Now, in the study, Mel sifted through pages tissue-thin or frayed and stiff, and with every touch and caress she recalled the provenance attached to every book—Janice could read it plainly upon her relaxed face—the gifts, the impulsive purchases, the ones she loved when younger, the ones her father loved, the ones mocked and marked in the margins by the ruthless academic tag team of Pappas pere and fille.
“We don’t need three copies of Suetonius, do we?”
Acutely aware of her uselessness in this endeavor, Janice languished sweatily on the sofa. If her damp shirt were not marrying itself to the leather material, it was at the very least in the act of a fevered proposal.  “I’m not sure we even need one.”
“Indeed we do. A professor needs a proper library, Dr. Covington.”
“But I plan on being a very improper professor. Given what we did here last week—”
“We can’t ever do that again.”
Her forcefulness both surprised and disappointed Janice. “No?”
“Not on the desk, I mean,” Mel amended.
“Oh.” Relieved, Janice wondered how sturdy the dining room table was.
“Because the whole time I kept thinking my father would be spinning in his grave, knowing what I was doing on his desk.”
“I dunno. I think he’d be happy to see you get good use out of it.”
Mel laughed. “You’re terrible.” She knelt before the open foot locker where Janice’s books had been moldering for several years—and where Janice would have been quite content to keep them—and pulled out a particularly warped, water-damaged clothbound edition of Joseph Conrad’s Nostromo. Her mouth curdled. “Good thing you didn’t fall in love with a librarian.

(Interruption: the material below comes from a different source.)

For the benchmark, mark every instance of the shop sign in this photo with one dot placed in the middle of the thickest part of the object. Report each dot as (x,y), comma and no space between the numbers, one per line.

This would be grounds for separation.”
“Oh Christ, toss that,” Janice groaned. As it was placed in the disappointingly small “to go” pile, her eyelids fluttered shut.
“I didn’t know you liked Browning.”
“I don’t.” It slipped out before Janice realized it. She opened her eyes, sat up, and stared at the slender, green-gold book that Mel held.

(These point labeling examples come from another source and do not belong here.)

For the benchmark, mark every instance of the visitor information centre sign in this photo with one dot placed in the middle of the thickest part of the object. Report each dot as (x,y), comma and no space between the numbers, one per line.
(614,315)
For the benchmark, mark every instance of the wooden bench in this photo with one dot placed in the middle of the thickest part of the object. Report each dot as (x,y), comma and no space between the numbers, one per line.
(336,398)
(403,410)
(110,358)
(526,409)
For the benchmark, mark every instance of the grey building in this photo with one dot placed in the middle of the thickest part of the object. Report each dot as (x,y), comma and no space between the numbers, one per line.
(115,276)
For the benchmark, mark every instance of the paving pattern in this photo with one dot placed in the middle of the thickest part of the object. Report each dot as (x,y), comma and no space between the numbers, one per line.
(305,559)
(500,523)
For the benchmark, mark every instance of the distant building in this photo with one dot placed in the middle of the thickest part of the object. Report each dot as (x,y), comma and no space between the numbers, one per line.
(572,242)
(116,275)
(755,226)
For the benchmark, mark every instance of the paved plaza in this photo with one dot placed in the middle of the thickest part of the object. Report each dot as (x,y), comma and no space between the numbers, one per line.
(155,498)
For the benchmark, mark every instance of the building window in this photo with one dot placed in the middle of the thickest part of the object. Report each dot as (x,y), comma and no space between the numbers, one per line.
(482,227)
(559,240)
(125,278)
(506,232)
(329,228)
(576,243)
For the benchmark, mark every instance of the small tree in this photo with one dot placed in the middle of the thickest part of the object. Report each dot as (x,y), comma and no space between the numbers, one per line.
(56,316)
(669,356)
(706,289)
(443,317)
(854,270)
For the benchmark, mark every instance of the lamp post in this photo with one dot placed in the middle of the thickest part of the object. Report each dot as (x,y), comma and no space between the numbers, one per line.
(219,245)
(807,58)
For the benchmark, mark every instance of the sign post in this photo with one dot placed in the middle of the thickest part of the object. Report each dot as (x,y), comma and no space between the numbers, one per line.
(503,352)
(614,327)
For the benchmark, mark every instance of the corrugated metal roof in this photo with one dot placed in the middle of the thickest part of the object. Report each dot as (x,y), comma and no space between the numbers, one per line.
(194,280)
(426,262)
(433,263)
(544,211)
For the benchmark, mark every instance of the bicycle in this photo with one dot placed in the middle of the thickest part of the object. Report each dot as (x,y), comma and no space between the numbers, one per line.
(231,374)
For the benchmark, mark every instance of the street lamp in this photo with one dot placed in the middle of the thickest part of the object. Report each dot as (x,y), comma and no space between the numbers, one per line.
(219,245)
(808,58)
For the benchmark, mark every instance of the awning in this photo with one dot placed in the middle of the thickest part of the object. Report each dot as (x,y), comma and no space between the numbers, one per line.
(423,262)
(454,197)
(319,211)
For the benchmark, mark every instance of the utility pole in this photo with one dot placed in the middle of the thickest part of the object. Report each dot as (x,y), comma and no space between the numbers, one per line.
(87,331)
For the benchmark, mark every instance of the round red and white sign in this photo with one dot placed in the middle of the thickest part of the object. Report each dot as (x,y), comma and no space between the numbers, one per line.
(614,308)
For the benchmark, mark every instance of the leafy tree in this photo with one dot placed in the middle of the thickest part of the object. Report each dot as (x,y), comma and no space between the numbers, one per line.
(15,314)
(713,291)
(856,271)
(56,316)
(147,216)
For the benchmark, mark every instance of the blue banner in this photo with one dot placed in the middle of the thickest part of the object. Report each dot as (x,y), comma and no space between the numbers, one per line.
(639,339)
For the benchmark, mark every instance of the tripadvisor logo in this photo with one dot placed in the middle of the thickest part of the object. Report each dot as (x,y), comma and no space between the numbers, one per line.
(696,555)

Her mind had successfully buried the incident surrounding her acquisition of the book, and had even gone so far as to spin out several convincing, believable plot lines involving its perceived loss—left in a café or on a bench near the Tuileries, given it to one of the other drivers, tossed it into the Seine—but here it was again, in all its unforeseeable stupidity, glaringly out of place and time. At odd intervals over the years, she had wondered what happened to the woman, thought of her stiff, trembling body, her awkward caresses, her unconvincing compliments: You’re very handsome. Was she happy, and no longer lonely? Was she even alive?
Mel raised an eyebrow. “A gift?”
I thought I would never see you again. “You could—say that.” If only because it made me realize how much I really love you, and how no one could make me feel the way you do.
As excuses, they were worthless. The truth was usually like that.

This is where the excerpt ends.